Wednesday, October 1, 2008

Bubbles and Poop

I read somewhere that folks with kids might find stories about poop more interesting than those with no kids. With that in mind, this story is about poop so you may not want to read further. Little kids poop in the tub. This is a fact. I thought though that we had passed this part of our lives. We let Kaylee play in the tub by herself. We hang out in the living room and listen and go in every couple of minutes to check on her. One of the problems with this approach is when good old #2 happens. A few months ago Kaylee shouted "A Turd!" We went in and she was holding a turd in her hand. Yuck. Not really a five alarmer. We took the turd and flushed it. Kay was easy to clean up as well.

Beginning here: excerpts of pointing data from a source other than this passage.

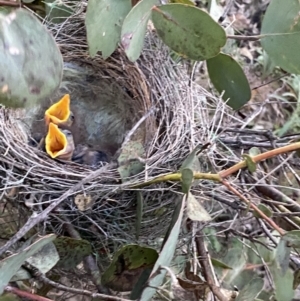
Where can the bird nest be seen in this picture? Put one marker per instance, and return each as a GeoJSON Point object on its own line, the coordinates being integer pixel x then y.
{"type": "Point", "coordinates": [150, 103]}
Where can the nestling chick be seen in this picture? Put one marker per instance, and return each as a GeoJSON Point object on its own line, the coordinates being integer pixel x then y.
{"type": "Point", "coordinates": [60, 113]}
{"type": "Point", "coordinates": [86, 156]}
{"type": "Point", "coordinates": [59, 143]}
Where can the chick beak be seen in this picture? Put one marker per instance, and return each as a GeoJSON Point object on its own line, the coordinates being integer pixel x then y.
{"type": "Point", "coordinates": [60, 113]}
{"type": "Point", "coordinates": [59, 143]}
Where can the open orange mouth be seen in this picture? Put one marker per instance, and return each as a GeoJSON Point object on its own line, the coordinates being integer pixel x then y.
{"type": "Point", "coordinates": [60, 113]}
{"type": "Point", "coordinates": [56, 142]}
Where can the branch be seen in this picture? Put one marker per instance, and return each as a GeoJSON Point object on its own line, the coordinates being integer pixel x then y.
{"type": "Point", "coordinates": [207, 270]}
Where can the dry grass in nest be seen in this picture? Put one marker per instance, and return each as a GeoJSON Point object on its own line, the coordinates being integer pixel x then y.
{"type": "Point", "coordinates": [182, 115]}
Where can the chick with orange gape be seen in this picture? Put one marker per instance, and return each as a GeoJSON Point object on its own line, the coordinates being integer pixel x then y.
{"type": "Point", "coordinates": [60, 113]}
{"type": "Point", "coordinates": [59, 143]}
{"type": "Point", "coordinates": [85, 155]}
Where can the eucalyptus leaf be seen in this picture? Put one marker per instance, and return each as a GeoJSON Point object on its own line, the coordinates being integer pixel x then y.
{"type": "Point", "coordinates": [228, 76]}
{"type": "Point", "coordinates": [139, 213]}
{"type": "Point", "coordinates": [71, 251]}
{"type": "Point", "coordinates": [197, 36]}
{"type": "Point", "coordinates": [165, 257]}
{"type": "Point", "coordinates": [10, 265]}
{"type": "Point", "coordinates": [281, 34]}
{"type": "Point", "coordinates": [187, 178]}
{"type": "Point", "coordinates": [292, 238]}
{"type": "Point", "coordinates": [31, 65]}
{"type": "Point", "coordinates": [103, 22]}
{"type": "Point", "coordinates": [129, 264]}
{"type": "Point", "coordinates": [250, 163]}
{"type": "Point", "coordinates": [251, 290]}
{"type": "Point", "coordinates": [44, 260]}
{"type": "Point", "coordinates": [134, 28]}
{"type": "Point", "coordinates": [195, 211]}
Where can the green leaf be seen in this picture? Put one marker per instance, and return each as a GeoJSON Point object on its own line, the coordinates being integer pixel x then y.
{"type": "Point", "coordinates": [215, 10]}
{"type": "Point", "coordinates": [188, 2]}
{"type": "Point", "coordinates": [195, 211]}
{"type": "Point", "coordinates": [10, 265]}
{"type": "Point", "coordinates": [165, 257]}
{"type": "Point", "coordinates": [251, 290]}
{"type": "Point", "coordinates": [292, 238]}
{"type": "Point", "coordinates": [134, 28]}
{"type": "Point", "coordinates": [71, 251]}
{"type": "Point", "coordinates": [217, 263]}
{"type": "Point", "coordinates": [197, 36]}
{"type": "Point", "coordinates": [139, 213]}
{"type": "Point", "coordinates": [250, 164]}
{"type": "Point", "coordinates": [127, 267]}
{"type": "Point", "coordinates": [187, 178]}
{"type": "Point", "coordinates": [44, 260]}
{"type": "Point", "coordinates": [254, 151]}
{"type": "Point", "coordinates": [191, 161]}
{"type": "Point", "coordinates": [30, 62]}
{"type": "Point", "coordinates": [103, 22]}
{"type": "Point", "coordinates": [282, 256]}
{"type": "Point", "coordinates": [283, 283]}
{"type": "Point", "coordinates": [266, 210]}
{"type": "Point", "coordinates": [129, 165]}
{"type": "Point", "coordinates": [227, 75]}
{"type": "Point", "coordinates": [281, 30]}
{"type": "Point", "coordinates": [59, 11]}
{"type": "Point", "coordinates": [9, 297]}
{"type": "Point", "coordinates": [175, 216]}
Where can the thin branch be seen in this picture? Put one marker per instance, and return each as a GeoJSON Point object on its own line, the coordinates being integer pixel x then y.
{"type": "Point", "coordinates": [40, 276]}
{"type": "Point", "coordinates": [24, 294]}
{"type": "Point", "coordinates": [10, 3]}
{"type": "Point", "coordinates": [36, 219]}
{"type": "Point", "coordinates": [207, 271]}
{"type": "Point", "coordinates": [254, 207]}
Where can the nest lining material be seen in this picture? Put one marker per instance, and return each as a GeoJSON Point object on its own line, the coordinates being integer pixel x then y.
{"type": "Point", "coordinates": [184, 116]}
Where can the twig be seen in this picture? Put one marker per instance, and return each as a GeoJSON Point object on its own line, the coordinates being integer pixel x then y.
{"type": "Point", "coordinates": [35, 219]}
{"type": "Point", "coordinates": [207, 271]}
{"type": "Point", "coordinates": [10, 3]}
{"type": "Point", "coordinates": [246, 38]}
{"type": "Point", "coordinates": [37, 274]}
{"type": "Point", "coordinates": [267, 219]}
{"type": "Point", "coordinates": [89, 261]}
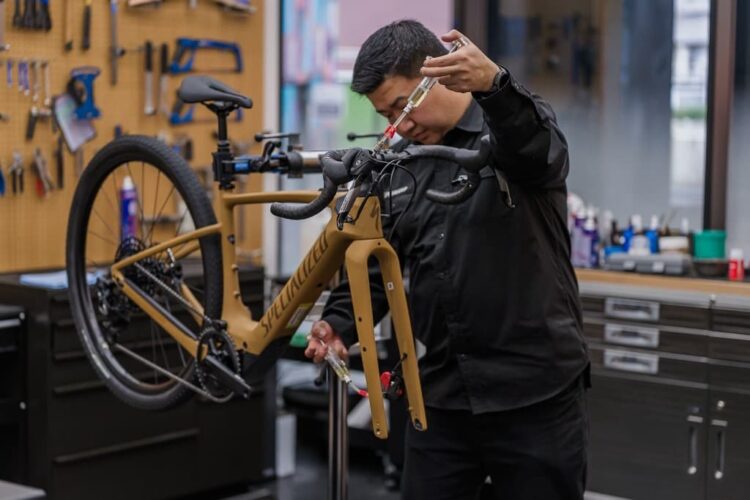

Tonight was a five alarmer. She shouted for me and I went in. She had had basically diarrhea in the tub with her bubble bath. Funny, I didn't even gag. I thought it was really gross but my gross factor has changed so much since having a child. I got her out of the tub and did a preliminary cleaning of her. Got all the crap out of the tub and scrubbed it down. Then we took a shower and got her all scrubbed down. Afterwards she sat in the chair in our front room and watched a few episodes of Diego. No big deal. Ick.

2 comments:

Unknown said...

I didn't experience any tub incidents but we had a good crib one. Jeff took off his diaper and finger painted on the wall by the crib, with his diarrhea. During a "nap". Discovered later. Don't you love these stories?

Miss Curmudgette said...

Dude, that is pretty sick. I do not have kids but my threshold for poo is pretty high, I'd say. I think that comes from my nutrition studies (poo is a very important part of ones metabolism, you see). Or perhaps it comes from the early childhood trauma I am about to relate:

One of my earliest memories (though I'm not sure if it is a "real" memory or one that has been reconstructed in part by the terror I felt at the time and/or the relentless retelling by individuals such as my mother) is of dropping a deuce in the tub when I was a tot.

All I remember is, I had no idea how the log got in the tub, but I was sitting there playing with my rubber duckie or whatever, and suddenly, IT was floating RIGHT TOWARD ME with a silent malevolence, like a big brown version of jaws. I don't rmemeber anything beyond that, except my family reports I screamed uncontrollably in sheer horror until I was removed from the tub and soothed for a few minutes.